Spieker Maximilian, Haberkorn Sebastian, Gastl Mareike, Behm Patrick, Katsianos Stratis, Horn Patrick, Jacoby Christoph, Schnackenburg Bernhard, Reinecke Petra, Kelm Malte, Westenfeld Ralf, Bönner Florian
Department of Cardiology, Pulmonology and Vascular Medicine, Heinrich Heine University Düsseldorf, Moorenstraße 5, 40225, Düsseldorf, Germany.
Philips Healthcare, Hamburg, Germany.
J Cardiovasc Magn Reson. 2017 Mar 29;19(1):38. doi: 10.1186/s12968-017-0350-x.
While most patients recover from suspected acute myocarditis (sAMC) some develop progressive disease with 5-year mortality up to 20%. Recently, parametric Cardiovascular Magnetic Resonance (CMR) approaches, quantifying native T1 and T2 relaxation time, have demonstrated the ability to increase diagnostic accuracy. However, prognostic implications of T2 values in this cohort are unknown. The purpose of the study was to investigate the prognostic relevance of elevated CMR T2 values in patients with sAMC.

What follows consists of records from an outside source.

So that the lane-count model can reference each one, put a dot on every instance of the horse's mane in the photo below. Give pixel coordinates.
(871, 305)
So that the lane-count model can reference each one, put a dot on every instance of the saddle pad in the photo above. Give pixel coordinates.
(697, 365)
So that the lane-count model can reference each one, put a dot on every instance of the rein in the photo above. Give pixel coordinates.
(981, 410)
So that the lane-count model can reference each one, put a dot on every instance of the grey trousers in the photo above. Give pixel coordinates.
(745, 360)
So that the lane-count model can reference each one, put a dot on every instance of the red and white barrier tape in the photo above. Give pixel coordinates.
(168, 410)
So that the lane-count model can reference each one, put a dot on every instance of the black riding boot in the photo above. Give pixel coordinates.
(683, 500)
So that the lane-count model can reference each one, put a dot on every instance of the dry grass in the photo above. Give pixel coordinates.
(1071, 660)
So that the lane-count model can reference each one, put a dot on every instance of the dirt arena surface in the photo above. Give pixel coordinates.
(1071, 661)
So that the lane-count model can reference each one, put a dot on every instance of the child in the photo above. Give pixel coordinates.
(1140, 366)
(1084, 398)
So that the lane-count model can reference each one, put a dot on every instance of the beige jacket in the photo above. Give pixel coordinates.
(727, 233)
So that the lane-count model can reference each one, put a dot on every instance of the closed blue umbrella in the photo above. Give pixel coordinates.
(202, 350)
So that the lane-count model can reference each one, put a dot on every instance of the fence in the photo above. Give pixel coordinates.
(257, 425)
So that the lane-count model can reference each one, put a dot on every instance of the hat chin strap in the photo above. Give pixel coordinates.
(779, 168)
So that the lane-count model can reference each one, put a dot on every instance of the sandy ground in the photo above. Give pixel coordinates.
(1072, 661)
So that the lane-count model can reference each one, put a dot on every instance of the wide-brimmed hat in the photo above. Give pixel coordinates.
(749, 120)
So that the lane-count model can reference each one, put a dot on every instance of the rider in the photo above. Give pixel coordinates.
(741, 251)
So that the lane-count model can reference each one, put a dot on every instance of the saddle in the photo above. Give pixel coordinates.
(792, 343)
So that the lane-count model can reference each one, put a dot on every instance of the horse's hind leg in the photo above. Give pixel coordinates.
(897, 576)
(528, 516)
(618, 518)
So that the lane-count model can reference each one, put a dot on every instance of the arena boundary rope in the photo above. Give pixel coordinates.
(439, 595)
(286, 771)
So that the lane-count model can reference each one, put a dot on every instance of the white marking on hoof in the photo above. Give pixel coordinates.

We carried out a prospective study in 46 patients with sAMC defined by current ESC recommendations. A combined endpoint was defined by the occurrence of at least one major adverse cardiac event (MACE) and hospitalisation for heart failure. Event rate was 24% (n = 11) for 1-year-MACE and hospitalisation. A follow-up after 11 ± 7 months was performed in 98% of the patients. Global T2 values were significantly increased at acute stage of disease compared to controls and decreased over time. During acute disease, elevated global T2 time (odds ratio 6.3, p < 0.02) as well as myocardial fraction with T2 time >80 ms (odds ratio 4.9, p < 0.04) predicted occurrence of the combined endpoint. Patients with clinical recovery revealed significantly decreased T2 relaxation times at follow-up examinations; however, T2 values were still elevated compared to healthy controls.

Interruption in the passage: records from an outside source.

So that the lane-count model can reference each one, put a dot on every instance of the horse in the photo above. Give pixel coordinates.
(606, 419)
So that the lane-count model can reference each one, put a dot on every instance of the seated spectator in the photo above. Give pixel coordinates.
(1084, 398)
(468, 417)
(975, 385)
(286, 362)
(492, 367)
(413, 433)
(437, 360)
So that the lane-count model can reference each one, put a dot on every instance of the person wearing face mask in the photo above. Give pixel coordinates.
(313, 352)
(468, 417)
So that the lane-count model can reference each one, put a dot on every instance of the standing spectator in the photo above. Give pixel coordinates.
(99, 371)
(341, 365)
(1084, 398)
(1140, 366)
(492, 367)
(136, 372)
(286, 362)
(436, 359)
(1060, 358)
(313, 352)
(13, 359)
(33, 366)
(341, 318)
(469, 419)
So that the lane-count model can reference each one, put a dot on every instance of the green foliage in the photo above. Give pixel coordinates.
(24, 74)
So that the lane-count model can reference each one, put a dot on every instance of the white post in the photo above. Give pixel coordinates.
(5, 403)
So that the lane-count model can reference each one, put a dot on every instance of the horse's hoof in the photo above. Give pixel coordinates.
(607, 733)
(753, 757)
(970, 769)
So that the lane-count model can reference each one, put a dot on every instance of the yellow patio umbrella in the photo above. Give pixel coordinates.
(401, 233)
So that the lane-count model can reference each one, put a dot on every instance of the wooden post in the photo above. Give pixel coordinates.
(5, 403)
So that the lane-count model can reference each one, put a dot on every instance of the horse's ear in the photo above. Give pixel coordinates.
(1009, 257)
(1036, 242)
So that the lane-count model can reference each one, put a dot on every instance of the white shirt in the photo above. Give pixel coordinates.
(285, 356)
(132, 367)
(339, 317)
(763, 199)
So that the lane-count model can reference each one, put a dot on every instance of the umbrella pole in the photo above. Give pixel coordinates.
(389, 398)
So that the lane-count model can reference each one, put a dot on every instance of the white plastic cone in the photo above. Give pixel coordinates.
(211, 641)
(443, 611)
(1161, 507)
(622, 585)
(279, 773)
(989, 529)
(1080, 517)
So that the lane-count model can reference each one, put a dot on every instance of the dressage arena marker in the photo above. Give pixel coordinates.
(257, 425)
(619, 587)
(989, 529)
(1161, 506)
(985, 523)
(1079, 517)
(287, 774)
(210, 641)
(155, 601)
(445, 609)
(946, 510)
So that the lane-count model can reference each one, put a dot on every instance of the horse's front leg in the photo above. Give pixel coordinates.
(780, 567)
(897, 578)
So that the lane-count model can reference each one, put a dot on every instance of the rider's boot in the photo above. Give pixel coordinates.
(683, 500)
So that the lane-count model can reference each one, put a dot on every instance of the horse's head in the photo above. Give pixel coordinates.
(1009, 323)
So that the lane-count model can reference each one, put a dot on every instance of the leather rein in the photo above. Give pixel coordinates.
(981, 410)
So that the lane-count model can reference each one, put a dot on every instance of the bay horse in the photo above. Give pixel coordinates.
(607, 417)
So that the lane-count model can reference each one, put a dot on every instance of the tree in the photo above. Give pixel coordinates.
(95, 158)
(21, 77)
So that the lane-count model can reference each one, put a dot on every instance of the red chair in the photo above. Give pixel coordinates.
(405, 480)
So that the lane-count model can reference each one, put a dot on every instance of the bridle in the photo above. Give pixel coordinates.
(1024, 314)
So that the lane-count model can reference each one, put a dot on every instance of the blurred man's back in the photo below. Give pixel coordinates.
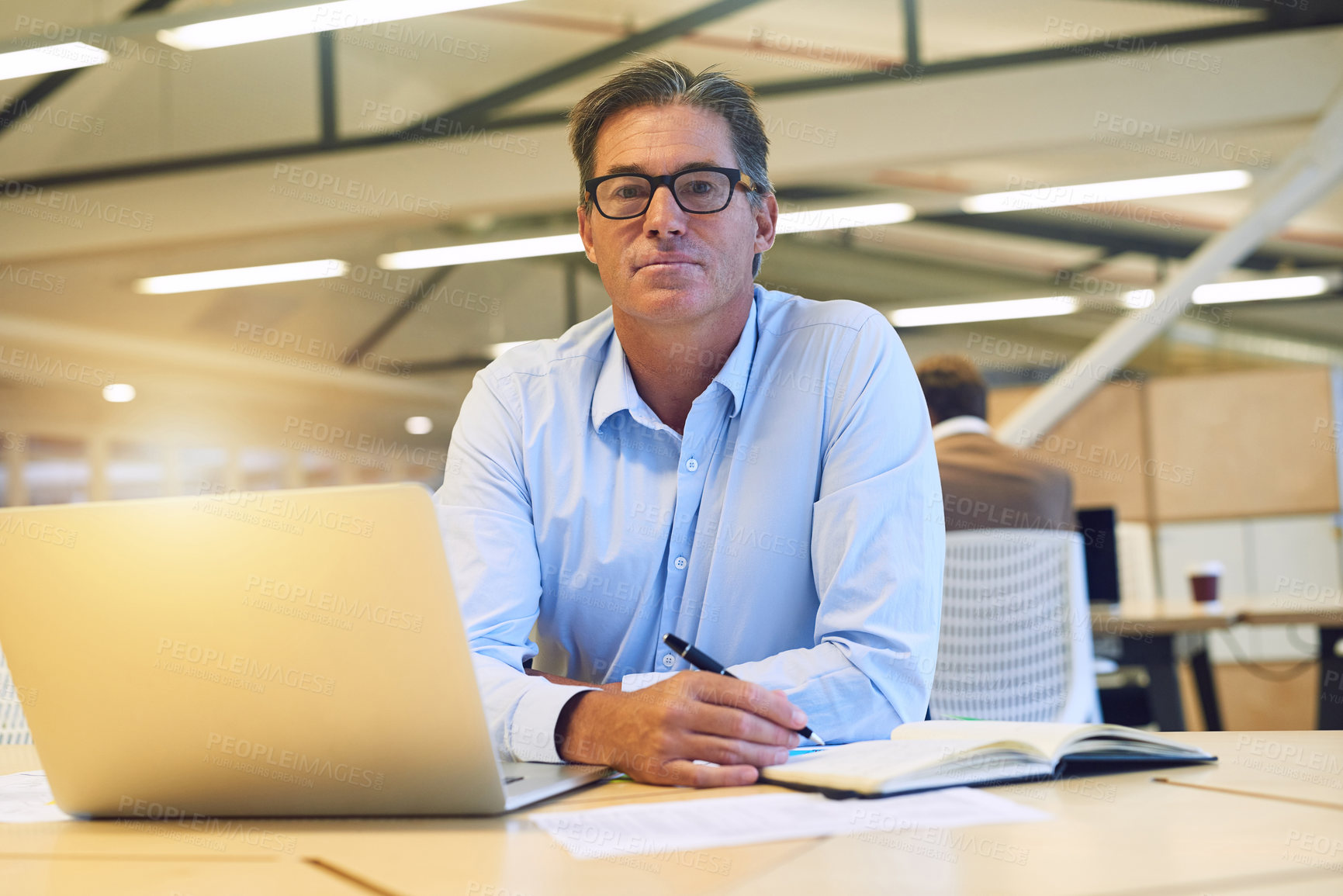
(985, 484)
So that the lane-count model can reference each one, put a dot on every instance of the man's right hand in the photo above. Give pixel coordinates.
(656, 734)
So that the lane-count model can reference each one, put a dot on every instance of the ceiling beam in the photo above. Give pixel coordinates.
(20, 106)
(476, 113)
(1308, 175)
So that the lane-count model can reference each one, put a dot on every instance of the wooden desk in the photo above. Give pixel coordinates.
(1109, 835)
(1153, 631)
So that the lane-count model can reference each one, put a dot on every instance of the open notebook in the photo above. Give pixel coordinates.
(923, 756)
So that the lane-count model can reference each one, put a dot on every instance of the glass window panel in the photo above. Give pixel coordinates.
(262, 469)
(57, 470)
(202, 469)
(134, 470)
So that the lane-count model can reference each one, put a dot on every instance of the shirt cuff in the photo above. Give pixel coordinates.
(641, 680)
(531, 735)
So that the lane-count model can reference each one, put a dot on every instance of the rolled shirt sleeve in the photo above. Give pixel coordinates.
(876, 554)
(486, 521)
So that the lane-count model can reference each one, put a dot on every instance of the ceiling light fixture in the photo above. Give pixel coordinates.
(967, 313)
(801, 222)
(119, 393)
(473, 253)
(1113, 191)
(1253, 290)
(40, 61)
(233, 277)
(310, 19)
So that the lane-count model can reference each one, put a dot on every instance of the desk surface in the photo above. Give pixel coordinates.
(1118, 833)
(1170, 618)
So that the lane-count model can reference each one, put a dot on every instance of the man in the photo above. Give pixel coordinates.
(985, 484)
(746, 469)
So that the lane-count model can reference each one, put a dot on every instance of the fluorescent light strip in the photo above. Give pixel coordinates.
(799, 222)
(788, 223)
(1008, 310)
(233, 277)
(1111, 191)
(40, 61)
(1252, 290)
(474, 253)
(327, 16)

Assessment of myocardial T2 relaxation times at initial presentation facilitates CMR-based risk stratification in patients with acute myocarditis. T2 Mapping may emerge as a new tool to monitor inflammatory myocardial injuries during the course of disease.
虽然大多数疑似急性心肌炎(sAMC)患者可康复,但部分患者会发展为进展性疾病,5年死亡率高达20%。最近,参数化心血管磁共振(CMR)方法,即对固有T1和T2弛豫时间进行量化,已证明能够提高诊断准确性。然而,该队列中T2值的预后意义尚不清楚。本研究的目的是探讨CMR T2值升高在sAMC患者中的预后相关性。
我们对46例符合当前欧洲心脏病学会(ESC)推荐定义的sAMC患者进行了一项前瞻性研究。联合终点由至少发生一次主要不良心脏事件(MACE)和因心力衰竭住院来定义。1年MACE和住院的事件发生率为24%(n = 11)。98%的患者在11±7个月后进行了随访。与对照组相比,疾病急性期的整体T2值显著升高,并随时间下降。在急性疾病期间,整体T2时间升高(比值比6.3,p < 0.02)以及T2时间>80 ms的心肌分数(比值比4.9,p < 0.04)可预测联合终点的发生。临床康复的患者在随访检查时T2弛豫时间显著降低;然而,与健康对照组相比,T2值仍升高。
在初次就诊时评估心肌T2弛豫时间有助于对急性心肌炎患者进行基于CMR的风险分层。T2成像可能成为疾病过程中监测炎症性心肌损伤的一种新工具。